VANCOUVER—A University of British Columbia professor who says Vancouver’s housing market is “completely broken” plans to run for mayor in Vancouver’s upcoming civic election.
Patrick Condon, who teaches at UBC’s school of landscape architecture, had previously said he would support Green city councillor Adriane Carr if she decided to run for mayor.
But on Friday Carr announced that after months of deliberation, she had decided she would run for council again and not for mayor — with a crowded mayoral field, running for that position and possibly losing her council seat was too risky.
Condon will seek the mayoral nomination for the left-wing Coalition of Progressive Electors, but a mayoral nomination meeting won’t be held until Aug. 19.
On Sunday, COPE members nominated Jean Swanson, Derrick O’Keefe and Anne Roberts as council candidates. Swanson, a well-known anti-poverty activist, launched her campaign on Saturday with a theatrical event that highlighted inequality in Vancouver.
In a news release, Condon said he doesn’t believe simply adding more housing supply will be enough to combat the city’s extreme housing unaffordability, adding Vancouver’s high home prices have been “driven by the escalating price of land and fuelled by international flows of money.”
“This city is fast becoming a pretty place to park your cash and to visit on vacation once or twice, the Monaco of North America,” he said.
“This is not the city we want for our sons and daughters, a city for the one per cent while the 99 per cent have to leave town.”

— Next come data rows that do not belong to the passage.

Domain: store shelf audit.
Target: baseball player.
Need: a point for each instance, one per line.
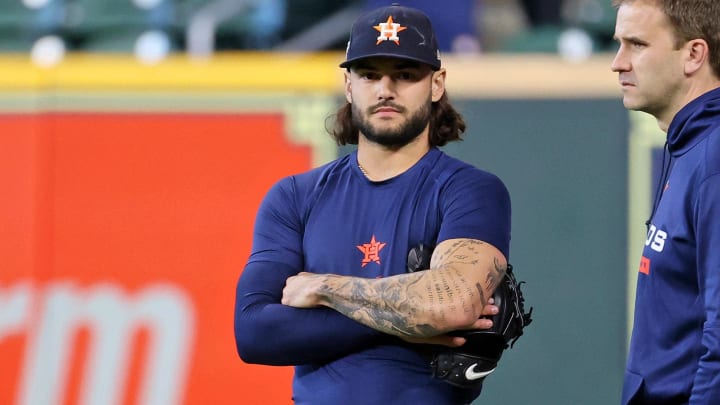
(326, 287)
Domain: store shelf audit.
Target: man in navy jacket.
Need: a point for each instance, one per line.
(668, 65)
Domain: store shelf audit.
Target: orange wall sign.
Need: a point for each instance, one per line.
(121, 239)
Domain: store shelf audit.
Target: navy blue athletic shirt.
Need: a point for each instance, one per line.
(334, 220)
(674, 355)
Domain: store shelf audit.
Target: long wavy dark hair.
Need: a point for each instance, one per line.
(446, 124)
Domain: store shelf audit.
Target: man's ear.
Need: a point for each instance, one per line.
(348, 88)
(438, 84)
(697, 55)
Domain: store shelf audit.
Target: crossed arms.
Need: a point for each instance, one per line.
(424, 304)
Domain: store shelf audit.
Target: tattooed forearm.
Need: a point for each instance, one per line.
(449, 296)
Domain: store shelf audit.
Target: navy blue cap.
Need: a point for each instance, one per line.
(394, 31)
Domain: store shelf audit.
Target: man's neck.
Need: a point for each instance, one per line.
(379, 162)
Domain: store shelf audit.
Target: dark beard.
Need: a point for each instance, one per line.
(393, 138)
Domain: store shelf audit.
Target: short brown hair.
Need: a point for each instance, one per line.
(446, 124)
(691, 19)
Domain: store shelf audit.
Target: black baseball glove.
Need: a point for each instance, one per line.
(468, 365)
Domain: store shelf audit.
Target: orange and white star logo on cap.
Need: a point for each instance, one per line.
(388, 31)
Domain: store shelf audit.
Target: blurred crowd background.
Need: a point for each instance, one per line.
(154, 29)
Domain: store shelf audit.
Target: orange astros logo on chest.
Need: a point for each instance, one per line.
(371, 251)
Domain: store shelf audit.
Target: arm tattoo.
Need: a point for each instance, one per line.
(416, 304)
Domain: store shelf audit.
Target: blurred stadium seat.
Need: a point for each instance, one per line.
(23, 22)
(144, 27)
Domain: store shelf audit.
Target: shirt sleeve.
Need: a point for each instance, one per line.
(477, 206)
(267, 332)
(706, 386)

Condon wants to increase the share of non-market housing to 50 per cent, saying non-market facilities like social housing and co-operatives currently represent 15 per cent of the city’s share of housing.
He said Vienna, where 60 per cent of the city’s population lives in social housing, should be a model for Vancouver.
Kennedy Stewart and Shauna Sylvester, who are both running as independent mayoral candidates, will be speaking with COPE members today to seek the endorsement of the party. It’s possible the party will endorse one of those independents, rather than running a mayoral candidate of its own.
Stewart has previously said he believes Vancouver’s new housing plan, adopted under the current Vision Vancouver-dominated council, is on the right track, but needs to be “more ambitious” when it comes to building more housing.
Sylvester recently called for the city to renew the leases of several housing co-ops that sit on city-owned land.
COPE, OneCity, Vision Vancouver and the Greens are all parties that fall on the left to centre-left spectrum, in opposition to the centre-right Non-Partisan Association. So far Vision is the only other progressive party that intends to run a mayoral candidate.
Both OneCity and Hector Bremner, an NPA councillor who was rejected as a mayoral candidate by his own party, advocate changing zoning in Vancouver’s single-family neighbourhoods to allow denser housing to be built: OneCity would like to limit that new housing to be rental apartments, while Bremner favours a mix of rental and market condos. Bremner is now mulling forming his own party.